Rounder Records, 1997
REVIEW BY: Duke Egbert
ORIGINALLY PUBLISHED: 04/05/1999
There's very few people who could disagree that the two greatest young fiddle players currently recording are Ashley MacIsaac and Natalie MacMaster, from the Cape Breton area of Newfoundland. Newfoundland itself is currently responsible for much of the current renaissance in Celtic music, with bands like Great Big Sea and Rawlins Cross, but there's something uniquely Breton about a single fiddler with the sound of dancing feet.
It's almost impossible to review any of these artists without taking into account their surroundings and fellow artists. MacIsaac and MacMaster grew up together, along with some of the Rankins (I expect to review the Rankin Family within the next week or two). All of them attended ceilis where artists like Buddy MacMaster, Dave MacIsaac, and John Allan Cameron played. It's all in the family on Cape Breton, and it's no wonder they're spawning CDs left and right. These folks are GOOD.

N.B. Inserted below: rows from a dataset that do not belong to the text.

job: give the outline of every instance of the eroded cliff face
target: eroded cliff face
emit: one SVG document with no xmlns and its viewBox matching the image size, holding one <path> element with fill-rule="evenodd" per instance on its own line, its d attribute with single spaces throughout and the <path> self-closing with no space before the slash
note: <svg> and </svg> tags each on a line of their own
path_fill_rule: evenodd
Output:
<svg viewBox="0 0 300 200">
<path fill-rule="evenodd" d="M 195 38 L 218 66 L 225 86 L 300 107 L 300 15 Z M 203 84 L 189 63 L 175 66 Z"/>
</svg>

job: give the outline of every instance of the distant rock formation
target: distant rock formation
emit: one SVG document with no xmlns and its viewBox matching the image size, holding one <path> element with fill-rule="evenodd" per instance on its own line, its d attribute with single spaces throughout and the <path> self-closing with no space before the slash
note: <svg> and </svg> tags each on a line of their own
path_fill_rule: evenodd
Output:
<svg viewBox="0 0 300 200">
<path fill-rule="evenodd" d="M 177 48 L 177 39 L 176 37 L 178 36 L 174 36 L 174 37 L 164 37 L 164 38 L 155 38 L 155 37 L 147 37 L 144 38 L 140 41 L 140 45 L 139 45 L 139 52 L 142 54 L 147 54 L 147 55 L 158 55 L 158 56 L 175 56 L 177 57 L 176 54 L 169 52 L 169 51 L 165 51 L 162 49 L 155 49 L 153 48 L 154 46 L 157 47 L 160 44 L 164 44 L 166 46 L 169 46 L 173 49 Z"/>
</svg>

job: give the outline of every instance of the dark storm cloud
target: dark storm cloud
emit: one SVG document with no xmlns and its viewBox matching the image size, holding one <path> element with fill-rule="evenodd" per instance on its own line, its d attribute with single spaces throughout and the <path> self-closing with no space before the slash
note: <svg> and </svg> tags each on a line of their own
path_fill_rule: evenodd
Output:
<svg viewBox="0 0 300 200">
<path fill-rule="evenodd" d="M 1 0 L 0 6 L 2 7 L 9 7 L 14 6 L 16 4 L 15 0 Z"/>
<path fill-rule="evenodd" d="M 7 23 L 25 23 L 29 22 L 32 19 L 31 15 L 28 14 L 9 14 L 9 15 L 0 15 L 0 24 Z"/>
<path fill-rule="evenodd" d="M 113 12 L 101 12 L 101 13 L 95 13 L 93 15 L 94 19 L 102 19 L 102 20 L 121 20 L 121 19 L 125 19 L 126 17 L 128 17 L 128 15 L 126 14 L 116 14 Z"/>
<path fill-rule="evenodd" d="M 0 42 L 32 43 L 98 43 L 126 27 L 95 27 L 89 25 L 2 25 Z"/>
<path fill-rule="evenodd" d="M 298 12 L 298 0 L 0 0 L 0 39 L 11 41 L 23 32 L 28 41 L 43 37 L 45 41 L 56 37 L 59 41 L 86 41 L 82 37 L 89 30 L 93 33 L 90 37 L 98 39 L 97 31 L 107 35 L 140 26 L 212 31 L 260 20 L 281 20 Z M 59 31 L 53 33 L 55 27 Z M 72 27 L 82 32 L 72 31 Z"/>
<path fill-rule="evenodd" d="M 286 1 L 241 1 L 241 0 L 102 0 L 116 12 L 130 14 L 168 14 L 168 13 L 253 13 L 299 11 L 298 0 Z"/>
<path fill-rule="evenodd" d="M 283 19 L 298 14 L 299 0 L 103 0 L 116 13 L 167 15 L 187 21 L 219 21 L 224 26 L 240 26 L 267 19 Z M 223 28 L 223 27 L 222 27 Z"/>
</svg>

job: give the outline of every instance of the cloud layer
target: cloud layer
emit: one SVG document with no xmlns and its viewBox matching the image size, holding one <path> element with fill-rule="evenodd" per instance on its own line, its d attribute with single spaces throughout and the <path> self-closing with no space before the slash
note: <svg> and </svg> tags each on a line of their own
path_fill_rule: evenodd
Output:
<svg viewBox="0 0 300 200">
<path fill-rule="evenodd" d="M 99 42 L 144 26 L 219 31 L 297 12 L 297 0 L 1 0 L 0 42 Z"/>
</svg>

Natalie MacMaster is one of the best of the crew, a blonde angel who looks more cheerleader than fiddler. But she's fast becoming a master, a demon at live performing whose trademark is to close the show stepdancing while fiddling. It was on MacMaster's third CD, No Boundaries, that she began to build off her excellent training to widen her scope as a performer.
The niece of Cape Breton fiddling legend Buddy MacMaster, she began at a very young age by learning the traditional tunes, and those are done to a turn on this CD. Sets like the jig set "My Friend Buddy", the strathspey and reel sets "Paddy LeBlanc's Set" and "Where's Howie?", and the clog and reel "The Autograph" are all magnificent examples of traditional fiddling.
However, MacMaster sees no reason to stop there. This CD also includes the haunting, plaintive "Fiddle And Bow", with guest vocalist Bruce Guthro, a jazzed up version of an Italian polka in "Reel Beatrice", a techno-funk dance backbeat on "The Drunken Piper" with a guest vocal from Cookie Rankin, and the original reel "Catharsis", originally performed by Amy Cann, with its driving bass line and Hammond organ harmonies.
If you think this sounds like Ashley MacIsaac's CD that I previously reviewed, you're right; there are some similarities. Both are involved in pushing the envelope of Celtic music in general and Cape Breton music in particular. Do not assume, however, the two CDs are redundant. MacMaster feels very different, and it's more than just a different in strike and approach on the fiddle. MacIsaac is power, MacMaster is finesse; MacIsaac is Nolan Ryan, MacMaster is Tommy John. Either way, the batter will head for the dugout with a slightly stunned face.
No Boundaries is the best place to start appreciating Natalie MacMaster. (Her first American release, a compilation of her two Canadian releases Four On The Floor and Road To The Isle, is interesting but not outstanding.) Grab it, get it, dust off your clogs, and prove that step-dancing and fiddle is a universal language.